Monday, July 21, 2025

Issue:

Mackay and Whitsunday Life

Property Point 18 july

It’s official: Mackay property prices have grown faster than any other capital or regional city in Australia in the past 12 months.

Median house prices in Mackay have gone up by $100,000 in the past 12 months, according to a report by realestate.com.au using statistics provided by property market researcher PropTrack.

And the median house price in Mackay is now $635,000.

The data, which came out this month, confirms what Mackay people have been feeling in what has been a very hot market.

Mackay prices have gone up by 18.7 per cent over the past 12 months, more than anywhere else in the nation. It is worth noting that the increase in the past 12 months follows significant increases in the years leading up to the last 12 months.

It wasn’t that long ago that the median house price in Mackay was $340,000.

The big price increases in the past 12 months have mainly been in Queensland, reflecting a trend noted in this column last week that people from southern capitals are looking to Queensland as a more affordable place to live.

Other regional centres in Queensland to have significant house price increases over the past 12 months include Townsville (up 17.4 per cent), Rockhampton (13.2 per cent), Gladstone (16.5 per cent), Toowoomba (11.6 per cent) and Cairns (10 per cent).

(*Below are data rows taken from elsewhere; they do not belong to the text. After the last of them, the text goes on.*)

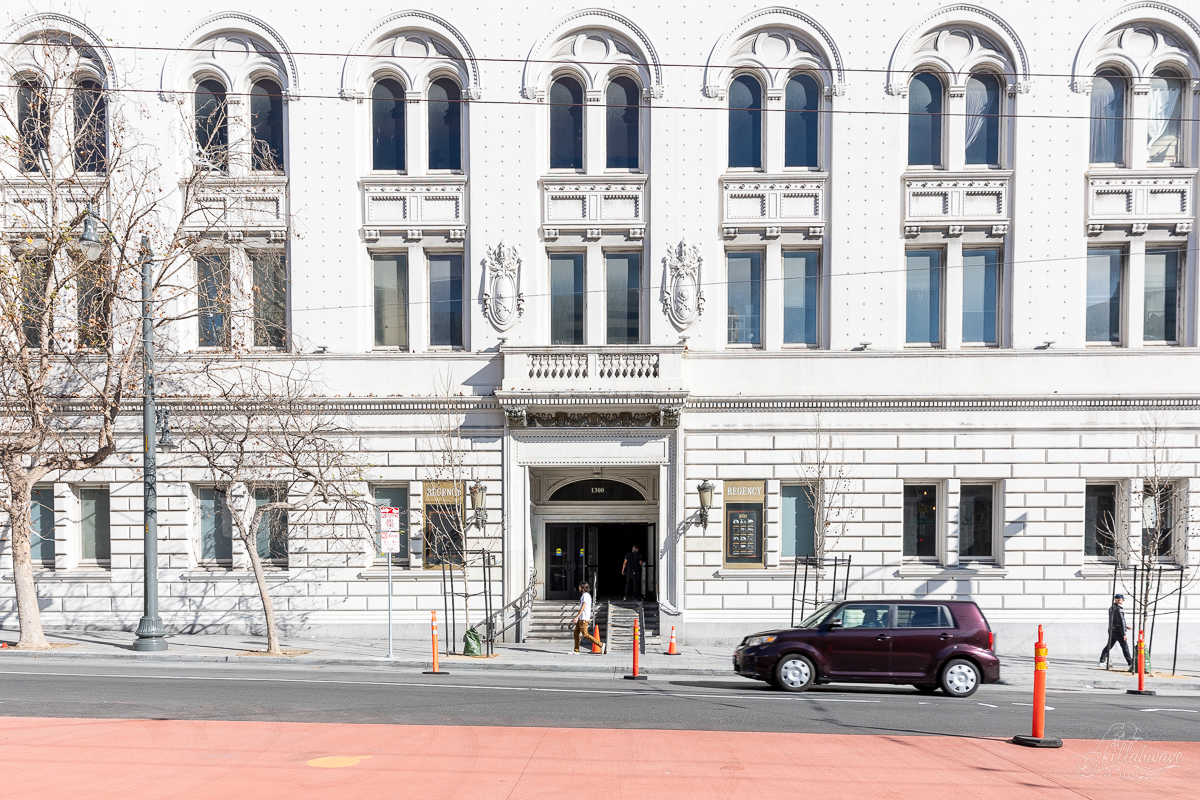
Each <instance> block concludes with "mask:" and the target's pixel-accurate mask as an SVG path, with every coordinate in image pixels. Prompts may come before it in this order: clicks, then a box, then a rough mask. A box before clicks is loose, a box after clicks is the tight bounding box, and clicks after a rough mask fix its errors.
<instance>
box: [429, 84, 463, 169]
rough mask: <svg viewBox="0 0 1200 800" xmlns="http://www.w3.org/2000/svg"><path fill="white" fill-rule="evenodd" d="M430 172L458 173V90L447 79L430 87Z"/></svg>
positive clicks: (461, 113)
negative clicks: (456, 170) (447, 170)
mask: <svg viewBox="0 0 1200 800" xmlns="http://www.w3.org/2000/svg"><path fill="white" fill-rule="evenodd" d="M426 106H428V108H430V169H462V90H461V89H458V84H456V83H455V82H454V80H450V79H449V78H438V79H437V80H434V82H433V83H431V84H430V96H428V100H427V102H426Z"/></svg>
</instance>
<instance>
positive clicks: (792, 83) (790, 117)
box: [784, 74, 821, 169]
mask: <svg viewBox="0 0 1200 800" xmlns="http://www.w3.org/2000/svg"><path fill="white" fill-rule="evenodd" d="M785 102H786V108H787V116H786V118H785V122H784V166H785V167H809V168H811V169H816V168H817V166H818V160H817V143H818V142H820V136H818V134H817V131H818V130H820V128H818V127H817V124H818V119H820V118H818V115H817V108H818V106H820V103H821V89H820V86H817V82H816V79H815V78H814V77H812V76H805V74H799V76H793V77H792V79H791V80H788V82H787V91H786V92H785Z"/></svg>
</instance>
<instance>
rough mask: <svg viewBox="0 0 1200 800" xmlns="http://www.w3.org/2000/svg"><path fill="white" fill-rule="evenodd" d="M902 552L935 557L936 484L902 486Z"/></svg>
mask: <svg viewBox="0 0 1200 800" xmlns="http://www.w3.org/2000/svg"><path fill="white" fill-rule="evenodd" d="M904 554H905V555H906V557H908V558H920V559H935V558H937V486H935V485H928V486H906V487H904Z"/></svg>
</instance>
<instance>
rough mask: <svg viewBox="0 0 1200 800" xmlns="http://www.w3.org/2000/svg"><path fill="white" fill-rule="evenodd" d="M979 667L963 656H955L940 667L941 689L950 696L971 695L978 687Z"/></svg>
mask: <svg viewBox="0 0 1200 800" xmlns="http://www.w3.org/2000/svg"><path fill="white" fill-rule="evenodd" d="M979 679H980V675H979V668H978V667H976V666H974V664H973V663H971V662H970V661H966V660H965V658H955V660H953V661H950V662H949V663H948V664H946V667H944V668H943V669H942V680H941V684H942V691H944V692H946V693H947V694H949V696H950V697H971V696H972V694H974V692H976V690H977V688H979Z"/></svg>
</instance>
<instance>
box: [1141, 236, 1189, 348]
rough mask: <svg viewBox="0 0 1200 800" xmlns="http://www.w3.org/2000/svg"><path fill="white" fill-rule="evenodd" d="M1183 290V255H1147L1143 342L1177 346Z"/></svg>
mask: <svg viewBox="0 0 1200 800" xmlns="http://www.w3.org/2000/svg"><path fill="white" fill-rule="evenodd" d="M1178 287H1180V251H1177V249H1148V251H1146V312H1145V313H1146V318H1145V321H1144V324H1142V338H1144V339H1145V341H1147V342H1175V341H1177V339H1178V333H1177V330H1178V327H1177V321H1176V320H1177V309H1178V306H1177V303H1178Z"/></svg>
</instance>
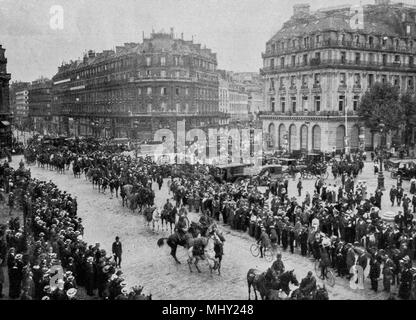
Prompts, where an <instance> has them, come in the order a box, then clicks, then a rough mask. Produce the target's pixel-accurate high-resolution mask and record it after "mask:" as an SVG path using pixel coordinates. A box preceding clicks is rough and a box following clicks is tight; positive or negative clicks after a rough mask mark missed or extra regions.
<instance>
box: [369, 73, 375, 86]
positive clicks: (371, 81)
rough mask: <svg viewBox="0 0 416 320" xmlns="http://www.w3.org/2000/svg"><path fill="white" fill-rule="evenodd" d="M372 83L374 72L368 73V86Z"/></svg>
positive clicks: (373, 80)
mask: <svg viewBox="0 0 416 320" xmlns="http://www.w3.org/2000/svg"><path fill="white" fill-rule="evenodd" d="M373 84H374V74H372V73H370V74H369V75H368V86H369V87H371V86H372V85H373Z"/></svg>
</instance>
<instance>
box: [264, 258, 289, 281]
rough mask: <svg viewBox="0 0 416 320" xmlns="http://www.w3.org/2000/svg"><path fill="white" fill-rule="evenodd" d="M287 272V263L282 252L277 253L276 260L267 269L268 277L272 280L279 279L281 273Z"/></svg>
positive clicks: (271, 280)
mask: <svg viewBox="0 0 416 320" xmlns="http://www.w3.org/2000/svg"><path fill="white" fill-rule="evenodd" d="M283 272H285V265H284V263H283V261H282V254H281V253H280V252H278V253H277V255H276V261H274V262H273V264H272V266H271V267H270V268H269V269H268V270H267V273H266V279H267V280H268V281H269V282H272V281H273V280H274V279H279V277H280V275H281V274H282V273H283Z"/></svg>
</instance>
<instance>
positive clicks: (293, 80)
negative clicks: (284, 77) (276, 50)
mask: <svg viewBox="0 0 416 320" xmlns="http://www.w3.org/2000/svg"><path fill="white" fill-rule="evenodd" d="M290 86H291V87H292V88H294V87H296V76H291V77H290Z"/></svg>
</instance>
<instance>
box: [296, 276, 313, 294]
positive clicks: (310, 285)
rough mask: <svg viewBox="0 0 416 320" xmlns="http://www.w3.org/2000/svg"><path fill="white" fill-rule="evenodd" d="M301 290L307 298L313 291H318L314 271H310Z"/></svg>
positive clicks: (301, 283) (304, 281)
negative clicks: (313, 272)
mask: <svg viewBox="0 0 416 320" xmlns="http://www.w3.org/2000/svg"><path fill="white" fill-rule="evenodd" d="M299 290H300V292H301V293H302V294H303V295H305V296H309V295H310V294H311V293H312V292H313V291H315V290H316V279H315V277H314V276H313V273H312V271H309V272H308V275H307V276H306V278H303V279H302V281H301V283H300V286H299Z"/></svg>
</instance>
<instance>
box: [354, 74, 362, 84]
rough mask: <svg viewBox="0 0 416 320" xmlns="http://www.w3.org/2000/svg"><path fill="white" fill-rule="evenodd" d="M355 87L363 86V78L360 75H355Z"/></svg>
mask: <svg viewBox="0 0 416 320" xmlns="http://www.w3.org/2000/svg"><path fill="white" fill-rule="evenodd" d="M354 85H355V86H360V85H361V77H360V74H359V73H356V74H354Z"/></svg>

The results mean that Mackay’s median house price of $635,000 puts it above Townsville ($625,000), Rockhampton ($543,000), Gladstone ($597,000) and Bundaberg ($609,000).

We are behind Cairns, which sits at $716,000 and Toowoomba ($699,000), although we are now ahead of other significant regional centres around the country, including Albury ($627,000), Wagga ($613,000), Bendigo ($584,000), Ballarat ($552,000), Launceston ($541,000) and Tamworth ($537,000).

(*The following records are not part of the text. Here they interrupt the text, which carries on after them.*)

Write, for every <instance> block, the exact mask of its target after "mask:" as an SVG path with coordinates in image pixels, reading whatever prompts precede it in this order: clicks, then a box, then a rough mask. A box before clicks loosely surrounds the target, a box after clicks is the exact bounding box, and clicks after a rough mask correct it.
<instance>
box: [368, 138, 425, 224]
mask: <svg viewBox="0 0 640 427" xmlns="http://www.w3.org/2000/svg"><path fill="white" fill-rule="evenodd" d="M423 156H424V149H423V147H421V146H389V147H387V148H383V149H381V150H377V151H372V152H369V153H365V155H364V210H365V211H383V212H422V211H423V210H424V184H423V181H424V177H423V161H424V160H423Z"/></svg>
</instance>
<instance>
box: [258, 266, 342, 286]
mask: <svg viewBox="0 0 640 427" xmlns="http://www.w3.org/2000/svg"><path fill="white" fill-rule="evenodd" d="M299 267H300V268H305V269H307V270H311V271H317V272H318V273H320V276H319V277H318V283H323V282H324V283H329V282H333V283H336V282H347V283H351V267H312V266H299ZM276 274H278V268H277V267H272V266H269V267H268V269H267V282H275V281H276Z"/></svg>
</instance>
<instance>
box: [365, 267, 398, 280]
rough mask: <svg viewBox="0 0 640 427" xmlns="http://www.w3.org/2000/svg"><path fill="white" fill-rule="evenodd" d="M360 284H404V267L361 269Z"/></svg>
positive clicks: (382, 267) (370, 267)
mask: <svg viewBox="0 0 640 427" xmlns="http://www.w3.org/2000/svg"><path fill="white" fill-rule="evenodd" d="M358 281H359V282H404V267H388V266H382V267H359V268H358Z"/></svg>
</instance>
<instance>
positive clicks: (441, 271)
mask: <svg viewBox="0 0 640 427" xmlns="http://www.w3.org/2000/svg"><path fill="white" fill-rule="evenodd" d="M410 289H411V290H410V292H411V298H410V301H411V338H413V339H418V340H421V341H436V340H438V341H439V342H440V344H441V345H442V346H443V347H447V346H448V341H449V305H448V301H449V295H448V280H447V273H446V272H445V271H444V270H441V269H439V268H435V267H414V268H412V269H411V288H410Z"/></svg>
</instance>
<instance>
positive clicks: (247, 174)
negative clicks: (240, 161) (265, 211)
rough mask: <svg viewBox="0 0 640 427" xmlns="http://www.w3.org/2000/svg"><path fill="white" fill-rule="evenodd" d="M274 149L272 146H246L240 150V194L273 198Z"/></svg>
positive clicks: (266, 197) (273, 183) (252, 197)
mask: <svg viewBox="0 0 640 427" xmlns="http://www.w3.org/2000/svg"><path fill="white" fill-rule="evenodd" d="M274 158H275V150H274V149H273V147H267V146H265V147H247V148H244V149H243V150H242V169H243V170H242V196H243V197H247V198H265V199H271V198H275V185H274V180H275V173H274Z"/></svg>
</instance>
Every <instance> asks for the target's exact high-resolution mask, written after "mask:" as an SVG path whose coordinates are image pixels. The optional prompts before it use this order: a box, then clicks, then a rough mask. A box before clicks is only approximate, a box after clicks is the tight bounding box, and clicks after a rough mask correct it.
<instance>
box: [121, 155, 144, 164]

The thing about statistics such as these house-price figures is that they do one thing very well: tell you what happened. Unfortunately, there is one thing they don’t do: tell you what is going to happen.

Those of us in the industry, and plenty of buyers trying to get into the market, knew that prices had gone up in the past 12 months and a 15–20 per cent increase would have been my guess. But it is interesting and worthwhile to get a statistical confirmation of an anecdotal experience.

The question now is: What happens next? That’s where it gets difficult.

There are plenty of things to consider: have Mackay prices reached a point where investors and owner-occupiers no longer see value and start looking elsewhere or is there more price growth coming up?

This is where I tell you that I don’t have all the answers. Lots of theories. Plenty of talk. If you want crystal ball certainty you are in the wrong place. If you’re in the mood for conjecture, read on.

The performance of our coal sector will always play a role in our housing market and international demand for steel is the main driver in that.

Rental yield is also a key driver in real estate prices and that is what southern investors are most interested in. Mackay has had an under-supply of houses for some time now.

Supply and demand, both in rentals and sales markets, is the key determinant.

There is a movement from southern states to the southeast corner of Queensland, including from retirees. But with the latest figures showing a median house price of $1m for Brisbane, $1.3m for the Gold Coast and $1.16m for the Sunshine Coast, I feel a fair portion of southerners heading north will see the southeast corner as unaffordable and will look further north to places like Mackay for properties that are hundreds of thousands of dollars cheaper.

There are lots of factors in play and any one of them could change market sentiment, but it is fair to say there is still strong activity among buyers at this new price point and that’s from locals and southern investors.